We have to change the system by which elected officials choose which residents get to vote for them in Nassau County’s 19 legislative districts. The current redistricting method does just that, putting the majority party — the Republicans, who have a 10-9 advantage — in charge of deciding what the new legislative districts’ boundaries will be after the decennial census, giving them the power to contort district shapes to maximize self-preservation. In our view, that is antithetical to the “people as sovereign” concept of American democracy.

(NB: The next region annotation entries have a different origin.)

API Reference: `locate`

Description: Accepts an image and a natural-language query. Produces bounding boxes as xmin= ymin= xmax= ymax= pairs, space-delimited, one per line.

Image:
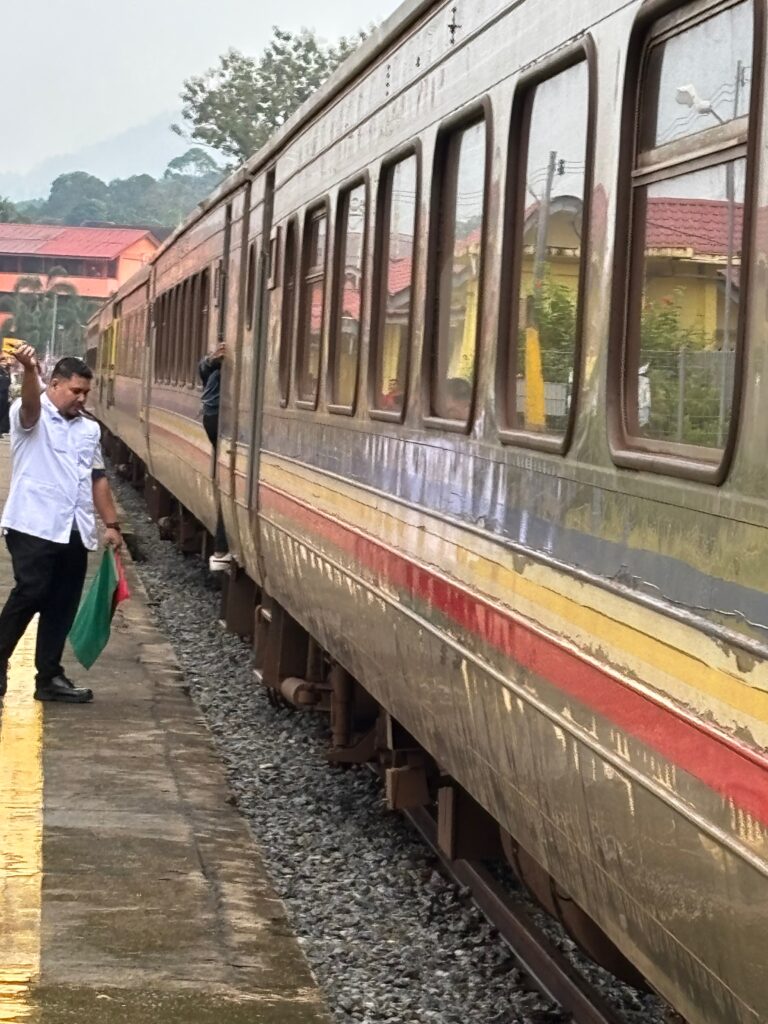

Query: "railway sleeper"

xmin=196 ymin=570 xmax=647 ymax=1003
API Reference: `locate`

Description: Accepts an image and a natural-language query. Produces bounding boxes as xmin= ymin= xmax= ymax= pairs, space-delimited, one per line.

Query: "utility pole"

xmin=534 ymin=150 xmax=557 ymax=283
xmin=45 ymin=288 xmax=58 ymax=368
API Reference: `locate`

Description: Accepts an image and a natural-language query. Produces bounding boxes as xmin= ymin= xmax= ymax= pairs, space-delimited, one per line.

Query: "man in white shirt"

xmin=0 ymin=345 xmax=122 ymax=703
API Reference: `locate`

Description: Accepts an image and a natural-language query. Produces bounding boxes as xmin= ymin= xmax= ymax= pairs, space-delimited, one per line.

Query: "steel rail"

xmin=403 ymin=808 xmax=626 ymax=1024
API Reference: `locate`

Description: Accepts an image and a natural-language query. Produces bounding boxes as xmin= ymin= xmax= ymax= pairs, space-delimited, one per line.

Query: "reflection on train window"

xmin=296 ymin=207 xmax=328 ymax=407
xmin=506 ymin=60 xmax=589 ymax=436
xmin=624 ymin=3 xmax=753 ymax=456
xmin=195 ymin=270 xmax=211 ymax=387
xmin=246 ymin=242 xmax=256 ymax=331
xmin=331 ymin=184 xmax=368 ymax=411
xmin=640 ymin=3 xmax=753 ymax=150
xmin=431 ymin=121 xmax=485 ymax=424
xmin=373 ymin=154 xmax=418 ymax=414
xmin=278 ymin=221 xmax=296 ymax=406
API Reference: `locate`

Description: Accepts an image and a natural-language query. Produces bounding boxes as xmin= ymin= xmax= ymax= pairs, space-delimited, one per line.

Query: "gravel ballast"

xmin=113 ymin=480 xmax=666 ymax=1024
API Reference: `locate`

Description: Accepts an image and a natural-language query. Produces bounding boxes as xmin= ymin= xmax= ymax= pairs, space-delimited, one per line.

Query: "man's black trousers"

xmin=0 ymin=529 xmax=88 ymax=683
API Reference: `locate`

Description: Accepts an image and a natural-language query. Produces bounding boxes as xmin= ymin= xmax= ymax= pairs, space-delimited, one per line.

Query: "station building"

xmin=0 ymin=224 xmax=160 ymax=299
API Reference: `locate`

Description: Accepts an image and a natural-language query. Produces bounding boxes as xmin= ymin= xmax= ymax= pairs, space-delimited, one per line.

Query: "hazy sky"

xmin=0 ymin=0 xmax=397 ymax=172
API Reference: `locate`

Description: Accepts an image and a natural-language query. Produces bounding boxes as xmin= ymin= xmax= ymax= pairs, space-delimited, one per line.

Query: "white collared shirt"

xmin=0 ymin=394 xmax=100 ymax=551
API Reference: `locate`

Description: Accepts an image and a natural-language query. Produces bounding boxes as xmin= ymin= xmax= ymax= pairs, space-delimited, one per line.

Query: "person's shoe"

xmin=35 ymin=673 xmax=93 ymax=703
xmin=208 ymin=551 xmax=232 ymax=572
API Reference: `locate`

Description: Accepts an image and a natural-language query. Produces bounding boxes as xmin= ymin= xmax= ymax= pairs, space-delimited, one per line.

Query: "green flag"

xmin=70 ymin=548 xmax=120 ymax=669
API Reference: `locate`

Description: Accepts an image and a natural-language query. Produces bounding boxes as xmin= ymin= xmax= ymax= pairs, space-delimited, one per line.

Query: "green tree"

xmin=3 ymin=267 xmax=100 ymax=357
xmin=163 ymin=145 xmax=221 ymax=179
xmin=171 ymin=26 xmax=365 ymax=163
xmin=532 ymin=273 xmax=577 ymax=384
xmin=43 ymin=171 xmax=110 ymax=224
xmin=0 ymin=196 xmax=29 ymax=224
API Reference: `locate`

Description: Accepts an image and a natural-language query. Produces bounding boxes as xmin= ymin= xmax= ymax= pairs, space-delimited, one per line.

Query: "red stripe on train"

xmin=260 ymin=483 xmax=768 ymax=824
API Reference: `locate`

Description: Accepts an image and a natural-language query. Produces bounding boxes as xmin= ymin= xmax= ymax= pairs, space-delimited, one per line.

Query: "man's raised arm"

xmin=13 ymin=345 xmax=40 ymax=430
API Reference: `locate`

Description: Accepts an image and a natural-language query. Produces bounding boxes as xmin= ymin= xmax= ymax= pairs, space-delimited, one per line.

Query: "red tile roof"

xmin=646 ymin=198 xmax=743 ymax=256
xmin=0 ymin=224 xmax=157 ymax=259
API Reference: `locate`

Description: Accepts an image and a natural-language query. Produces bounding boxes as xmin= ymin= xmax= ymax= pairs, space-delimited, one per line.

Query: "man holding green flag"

xmin=0 ymin=344 xmax=122 ymax=703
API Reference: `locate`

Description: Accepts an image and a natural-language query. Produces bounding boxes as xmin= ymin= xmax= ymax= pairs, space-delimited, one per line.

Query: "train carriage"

xmin=93 ymin=0 xmax=768 ymax=1024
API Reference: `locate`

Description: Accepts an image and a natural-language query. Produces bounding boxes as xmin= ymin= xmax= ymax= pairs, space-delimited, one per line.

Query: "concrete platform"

xmin=0 ymin=442 xmax=330 ymax=1024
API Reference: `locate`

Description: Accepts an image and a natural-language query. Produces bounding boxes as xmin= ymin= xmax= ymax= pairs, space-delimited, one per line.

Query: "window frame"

xmin=278 ymin=216 xmax=301 ymax=409
xmin=293 ymin=196 xmax=332 ymax=412
xmin=368 ymin=139 xmax=423 ymax=423
xmin=421 ymin=103 xmax=494 ymax=434
xmin=326 ymin=171 xmax=371 ymax=416
xmin=606 ymin=0 xmax=765 ymax=485
xmin=496 ymin=36 xmax=597 ymax=455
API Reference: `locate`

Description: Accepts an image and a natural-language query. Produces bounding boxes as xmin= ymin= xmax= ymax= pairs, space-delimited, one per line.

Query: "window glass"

xmin=331 ymin=184 xmax=367 ymax=409
xmin=195 ymin=270 xmax=211 ymax=374
xmin=296 ymin=210 xmax=328 ymax=402
xmin=279 ymin=222 xmax=296 ymax=406
xmin=631 ymin=160 xmax=745 ymax=447
xmin=374 ymin=155 xmax=418 ymax=413
xmin=507 ymin=61 xmax=589 ymax=435
xmin=641 ymin=3 xmax=753 ymax=150
xmin=246 ymin=242 xmax=256 ymax=331
xmin=432 ymin=122 xmax=485 ymax=423
xmin=624 ymin=3 xmax=753 ymax=465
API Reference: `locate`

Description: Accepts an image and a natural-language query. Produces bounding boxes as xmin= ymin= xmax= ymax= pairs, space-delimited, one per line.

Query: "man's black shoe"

xmin=35 ymin=675 xmax=93 ymax=703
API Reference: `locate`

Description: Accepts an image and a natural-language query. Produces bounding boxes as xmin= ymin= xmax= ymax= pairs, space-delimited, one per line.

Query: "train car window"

xmin=500 ymin=56 xmax=591 ymax=451
xmin=296 ymin=207 xmax=328 ymax=409
xmin=371 ymin=154 xmax=419 ymax=419
xmin=278 ymin=220 xmax=296 ymax=407
xmin=611 ymin=0 xmax=755 ymax=482
xmin=330 ymin=183 xmax=368 ymax=413
xmin=154 ymin=295 xmax=165 ymax=382
xmin=246 ymin=242 xmax=256 ymax=331
xmin=168 ymin=285 xmax=183 ymax=384
xmin=186 ymin=273 xmax=203 ymax=387
xmin=195 ymin=269 xmax=211 ymax=387
xmin=430 ymin=121 xmax=485 ymax=428
xmin=179 ymin=278 xmax=194 ymax=384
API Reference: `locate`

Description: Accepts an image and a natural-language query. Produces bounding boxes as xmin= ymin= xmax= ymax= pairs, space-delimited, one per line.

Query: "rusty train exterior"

xmin=90 ymin=0 xmax=768 ymax=1024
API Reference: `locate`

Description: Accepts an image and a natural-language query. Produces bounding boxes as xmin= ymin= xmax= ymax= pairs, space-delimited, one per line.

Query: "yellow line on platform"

xmin=0 ymin=620 xmax=43 ymax=1024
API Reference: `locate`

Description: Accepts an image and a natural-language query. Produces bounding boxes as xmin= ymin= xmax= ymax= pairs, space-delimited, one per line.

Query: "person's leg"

xmin=0 ymin=529 xmax=61 ymax=671
xmin=35 ymin=532 xmax=88 ymax=687
xmin=203 ymin=413 xmax=229 ymax=564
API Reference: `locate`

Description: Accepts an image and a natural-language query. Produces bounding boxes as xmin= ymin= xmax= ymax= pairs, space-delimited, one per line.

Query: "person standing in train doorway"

xmin=198 ymin=342 xmax=232 ymax=572
xmin=0 ymin=344 xmax=123 ymax=703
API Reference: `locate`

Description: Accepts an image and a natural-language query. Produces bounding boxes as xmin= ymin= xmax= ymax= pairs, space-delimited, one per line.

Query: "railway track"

xmin=403 ymin=808 xmax=638 ymax=1024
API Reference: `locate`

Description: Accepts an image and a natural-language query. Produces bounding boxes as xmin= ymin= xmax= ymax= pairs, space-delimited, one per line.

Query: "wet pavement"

xmin=0 ymin=442 xmax=329 ymax=1024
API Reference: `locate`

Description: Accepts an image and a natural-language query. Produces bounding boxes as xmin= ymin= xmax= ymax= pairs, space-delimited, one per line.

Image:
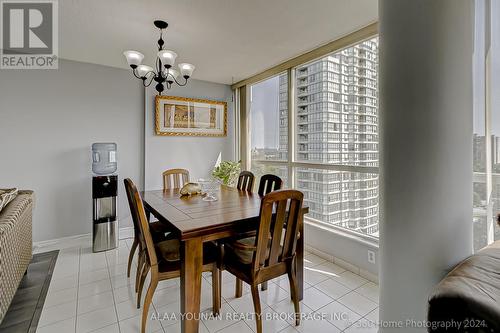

Every 10 years the census reveals population shifts, so, by law, county legislative district lines must be redrawn to keep each district about equal in population. For years, every politician we’ve asked about this process has agreed that an independent, nonpartisan redistricting commission ought to redraw the district maps. Every one has promised to support legislation to take the remapping away from the incumbents. What has happened to those promises?
Instead of a nonpartisan group, a politically appointed redistricting advisory commission of five Republicans and five Democrats was formed last year to recommend new districts that conform with the law by having roughly equal numbers of residents.
Instead of compromising to produce one balanced plan that would be faithful to the letter and spirit of the law, Republicans and Democrats each offered their own scheme. The Republicans issued a tortured, party-protecting, gerrymandered new map and the Democrats designed one that looks pretty much like the flawed current map, with just enough changes to accommodate population shifts and one-person-one-vote compliance.